Die Kommissionsminderheit hat sich gegen
weitere Abklärungen ausgesprochen, da sie keinen Handlungsbedarf sieht. Die
Vergangenheit habe gezeigt, dass der Einfluss des Geldes zur Beeinflussung von
Abstimmungen und Wahlen nicht überschätzt werden sollte. Auf Grund dessen sei
eine solch weitreichende Initiative nicht zielführend.
Auch Ständeratskommission gegen Zustimmung
zu UNO-Migrationspakt
Wie schon die Schwesterkommission des
Nationalrates hat sich auch die SPK des Ständerates zum Globalen Vertrag für
sichere, geordnete und geregelte Migration (GCM) konsultieren lassen. Sie ist
dabei zu den gleichen Schlüssen gekommen wie die SPK des Nationalrates. Wie
diese hat sie dem Bundesrat mit 8 zu 2 Stimmen bei einer Enthaltung die
Empfehlung abgegeben, diesem Pakt an der Konferenz vom 10./11. Dezember in
Marokko nicht zuzustimmen. Auch in der Ständeratskommission ist die
Unsicherheit bezüglich der politischen Auswirkungen dieses Paktes zu gross, so
dass mit einer Zustimmung abgewartet werden sollte.

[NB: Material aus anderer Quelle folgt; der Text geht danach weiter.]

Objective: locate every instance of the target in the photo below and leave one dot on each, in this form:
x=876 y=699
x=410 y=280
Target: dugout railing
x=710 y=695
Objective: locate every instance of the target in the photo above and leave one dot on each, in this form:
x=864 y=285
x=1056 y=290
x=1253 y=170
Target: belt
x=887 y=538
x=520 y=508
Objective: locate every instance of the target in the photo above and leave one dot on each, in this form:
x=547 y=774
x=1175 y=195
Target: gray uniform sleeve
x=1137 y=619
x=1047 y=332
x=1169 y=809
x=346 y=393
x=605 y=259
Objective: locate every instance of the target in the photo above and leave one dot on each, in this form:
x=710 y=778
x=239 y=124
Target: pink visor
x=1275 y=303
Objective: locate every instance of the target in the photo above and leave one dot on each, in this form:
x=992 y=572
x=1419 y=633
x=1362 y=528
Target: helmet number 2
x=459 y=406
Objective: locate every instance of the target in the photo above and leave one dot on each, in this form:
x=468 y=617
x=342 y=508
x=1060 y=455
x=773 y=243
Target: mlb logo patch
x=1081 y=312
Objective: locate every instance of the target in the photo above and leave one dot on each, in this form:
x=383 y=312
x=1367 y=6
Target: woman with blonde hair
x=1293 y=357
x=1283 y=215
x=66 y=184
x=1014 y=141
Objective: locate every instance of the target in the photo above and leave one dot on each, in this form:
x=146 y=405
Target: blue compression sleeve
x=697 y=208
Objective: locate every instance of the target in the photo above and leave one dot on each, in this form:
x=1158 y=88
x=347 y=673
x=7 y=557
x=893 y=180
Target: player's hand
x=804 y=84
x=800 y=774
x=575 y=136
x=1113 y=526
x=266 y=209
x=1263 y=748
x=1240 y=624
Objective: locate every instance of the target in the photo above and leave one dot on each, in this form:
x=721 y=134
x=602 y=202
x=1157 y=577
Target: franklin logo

In diesem Sinn hat die Kommission mit 7 zu
4 Stimmen eine Kommissionsmotion beschlossen (18.4103 s), die gleich lautet wie
die von der SPK des Nationalrates eingereichte Motion (18.4093 n). Diese Motion
beauftragt den Bundesrat, dem UNO-Migrationspakt nicht wie beabsichtigt
zuzustimmen, sondern dem Parlament den Antrag auf Zustimmung in Form eines
Bundesbeschlusses zu unterbreiten. Damit soll ermöglicht werden, dass sich die
Bundesversammlung zu diesem Pakt äussern kann. Ob dieser Bundesbeschluss dann
auch dem fakultativen Referendum unterstellt werden soll, ist noch offen.
Die Minderheit der Kommission hat sich
gegen diese Motion ausgesprochen, weil die Zustimmung zum Migrationspakt in der
Zuständigkeit des Bundesrates liegt und dieser deshalb entscheiden solle.
Die Kommission tagte am 8. November 2018
unter dem Vorsitz ihrer Präsidentin Ständerätin Pascale Bruderer Wyss (SP/AG)
in Bern.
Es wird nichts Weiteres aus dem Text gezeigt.